De economía colaborativa a precariedad 2,0

Economia colaborativa2Esther Paniagua  (El Mundo)

La economía colaborativa está en el punto de mira. A medida que este modelo económico avanza hacia la consolidación, surgen más voces críticas. Su asociación con la recientemente prohibida Uber no ayuda, ya que esta aplicación -con la que cualquiera puede hacer de taxista- se asocia a una imagen “opaca y agresiva”. Así lo cree Rafael Martínez-Cortiña, uno de los impulsores de la economía colaborativa en España, al frente de la comunidad ‘Peers’ en Madrid.

El 20% de comisión que impone a sus conductores, rozando la usura”, es otro de los motivos por los cuales Martínez-Cortiña cree que no se puede considerar a esta aplicación parte de la economía colaborativa.
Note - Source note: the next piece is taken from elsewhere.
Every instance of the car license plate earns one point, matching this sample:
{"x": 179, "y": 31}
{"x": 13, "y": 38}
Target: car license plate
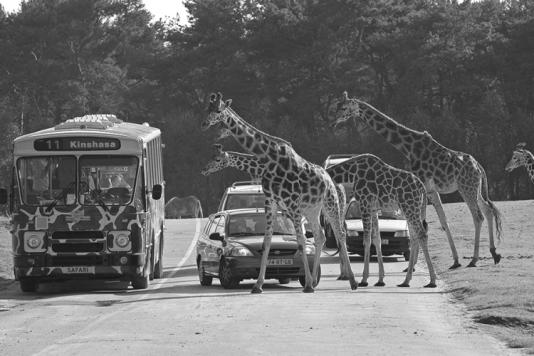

Tampoco lo cree Arvin Abarca, empresario del sector turístico. “Hacer de taxista sin licencia no es compartir tu coche”, asegura. Según Abarca, Uber en realidad representa a la ‘economía bajo demanda’, “que permite contratar en tiempo real un servicio allá donde estamos, a través de una aplicación web o móvil”.

Las críticas hacia la economía colaborativa vienen precisamente porque a menudo se confunde con el modelo bajo demanda, al que pertenecen también compañías basadas en internet como, por ejemplo, plataformas de autónomos o ‘freelancers’, en las que cada cliente busca al mejor postor entre millones de usuarios. Por norma, lo salarios en estas plataformas tienden a la baja, ya que la oferta -el número de trabajadores en la plataforma- supera considerablemente a la demanda -el número de trabajos disponibles. Es frecuente encontrar en ellas empresas o particulares que ofrecen proyectos a menos de dos euros la hora. Además, los usuarios no cuentan con garantías como coberturas en caso de baja médica o por maternidad, vacaciones pagadas o prestaciones por jubilación.

Ausencia de regulación

El negocio de las plataformas colaborativas, aun basándose en unos valores diferentes, afronta problemas similares. La ausencia de regulación deja a los usuarios, consumidores, productores y proveedores de estas plataformas en un limbo legal caracterizado por la ausencia de garantías. En opinión de Albert Cañigueral, creador del portal http://www.consumocolaborativo.com “el cambio radical del panorama laboral que esto ha provocado es un hecho reconocido por muchos expertos”.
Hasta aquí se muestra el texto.